Potential Causes of Dog Vomiting
- Worms. Bloated stomachs are a sign of worms in young puppies. Both adult dogs and puppies with a heavy worm load are prone to vomiting, due to reduced space in the stomach.
- An object stuck in the throat. Gagging on a foreign object can induce vomiting.
- Overeating, or poorly prepared food. Like people, some dogs are prone to eating more than their stomachs can hold.
- Ingesting foreign objects. Paper, foil and pieces of toys accidentally eaten may cause vomiting.
- Eating grass. This causes vomiting, but it is usually because the dog seeks to induce vomiting by doing so. Many times other initial illnesses are present, which create a desire to consume grass.
- Poor esophageal muscle condition. A narrowed esophagus can cause foods to back up and is especially noticeable when a dog eats too quickly.
- Birth defects. When puppies vomit, it can be a sign of a serious condition caused by a bad liver shunt. This type of vomiting is often accompanied by convulsions, may require surgery and is not always solved through intervention.
How to Know if Vomiting in Dogs Indicates a Serious Condition
Canine vomiting is always a serious problem if it continues longer than a single episode. Vomiting can cause dehydration, even if it's from a simple cause like occasional overeating or irritation of the stomach lining. However, there are times when dog vomit is an indicator that something is not right internally, so a trip to your veterinarian is in order.

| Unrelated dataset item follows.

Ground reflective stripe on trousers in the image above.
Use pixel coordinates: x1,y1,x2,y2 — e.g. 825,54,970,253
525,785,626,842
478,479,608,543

In younger dogs, it's important to seek medical attention quickly if puppy vomiting continues for even a short period of time, as small puppies dehydrate at an alarming rate. If your puppy has worms that have developed to the point where they induce vomiting, the condition can cause damage to internal organs and even be fatal. If the cause of vomiting is hereditary or related to a birth defect, your veterinarian will be able to advise you on the best course of treatment. Never ignore vomiting as a symptom or wait to seek advice, because a delay is often deadly.
Preventing Common Vomiting
Make sure your dog does not eat too fast. If you have a dog that gulps its food, it can ingest a great deal of air along with its meal, which can cause bloating and vomiting. Instead, feed it small amounts frequently, and if necessary put large, heavy objects like rocks in its bowl, so that it has to eat around them. This way, it can't gulp its meals. Worm your dog regularly to avoid a parasite buildup that can cause vomiting.
Once you determine the cause of your dog's vomiting and decide on a course of treatment, keeping your pet comfortable is your next concern. If your dog has experienced repeated vomiting, it is likely it will be very tired and will appreciate a comfortable, warm place to sleep. Make sure it gets plenty of water, and if it is not drinking well, ask your vet about possible IV intervention. Providing Pedialyte is also helpful because it helps replace lost electrolytes.